2. Destructors might encounter throws while releasing resources and the destructors itself should handle this because destructors don't return and can't propagate anything outside.

OK. All Good. So I go ahead and do this.

void setLog(const Foo & foo, const Bar & bar) {
    File* file = new File("/path/to/file", File::append);
    foo.setLogFile(file);
    bar.setLogFile(file);
}
 
This will crash because foo and bar will have invalid  references at the end of the function.
Further, it is important to note that these instances are almost always local variables (they live in the stack or within another object as an attribute); placing them in the heap (thus making them dynamic) makes no sense and could defeat the whole idea behind RAII

What can we do ti alleviate these issues? shared_ptr to the rescue.
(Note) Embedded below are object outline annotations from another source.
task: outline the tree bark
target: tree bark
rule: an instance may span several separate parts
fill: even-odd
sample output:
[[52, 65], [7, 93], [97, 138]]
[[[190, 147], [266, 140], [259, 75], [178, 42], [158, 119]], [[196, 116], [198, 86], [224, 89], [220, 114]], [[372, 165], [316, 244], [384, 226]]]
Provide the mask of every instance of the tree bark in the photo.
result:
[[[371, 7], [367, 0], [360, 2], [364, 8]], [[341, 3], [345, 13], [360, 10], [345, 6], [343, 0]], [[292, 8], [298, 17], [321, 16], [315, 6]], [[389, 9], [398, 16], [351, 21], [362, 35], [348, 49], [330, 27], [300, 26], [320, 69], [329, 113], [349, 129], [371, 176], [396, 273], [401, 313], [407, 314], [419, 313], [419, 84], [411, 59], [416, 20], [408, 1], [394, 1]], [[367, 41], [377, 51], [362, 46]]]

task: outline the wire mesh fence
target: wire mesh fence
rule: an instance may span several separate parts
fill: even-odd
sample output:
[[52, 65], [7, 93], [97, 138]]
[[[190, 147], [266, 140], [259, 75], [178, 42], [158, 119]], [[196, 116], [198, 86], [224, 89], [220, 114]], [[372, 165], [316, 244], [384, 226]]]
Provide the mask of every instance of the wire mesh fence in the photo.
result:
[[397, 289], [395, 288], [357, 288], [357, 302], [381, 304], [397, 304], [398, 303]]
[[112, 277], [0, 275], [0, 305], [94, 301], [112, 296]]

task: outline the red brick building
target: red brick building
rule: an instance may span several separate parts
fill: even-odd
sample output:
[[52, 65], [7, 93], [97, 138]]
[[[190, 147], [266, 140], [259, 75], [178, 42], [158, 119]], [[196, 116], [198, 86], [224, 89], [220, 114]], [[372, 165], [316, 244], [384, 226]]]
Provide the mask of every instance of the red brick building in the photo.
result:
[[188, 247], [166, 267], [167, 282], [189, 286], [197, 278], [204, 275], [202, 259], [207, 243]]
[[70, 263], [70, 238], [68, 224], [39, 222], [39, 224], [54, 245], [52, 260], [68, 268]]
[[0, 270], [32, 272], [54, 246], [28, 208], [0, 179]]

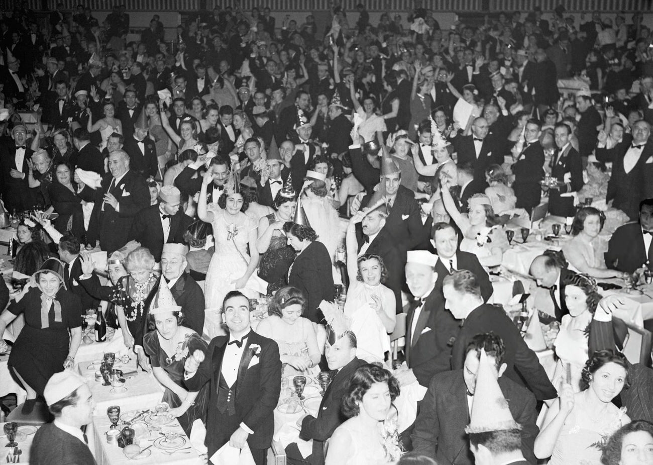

void setLog(const Foo & foo, const Bar & bar) { 
    shared_ptr<File> file = new File("/path/to/file", File::append); // reference count 1
    foo.setLogFile(file); // reference count 2
    bar.setLogFile(file); // reference count 3
} // reference count 2
 
Now the shared_ptr will have a reference count of 2 when it exits the function and will not be deleted until the foo and bar objects are destroyed/or until they don't have an references to the *file.

Why is JAVA not into RAII?
Garbage collector.
Having GC means that the destruction of objects is unpredictable. This means that the resources might be tied up and we can't really say when it's going to be released.

By using RAII-modeled classes, the developer need not care about explicitly releasing the acquired resources: they will be freed automatically when the instance that manages them goes out of scope.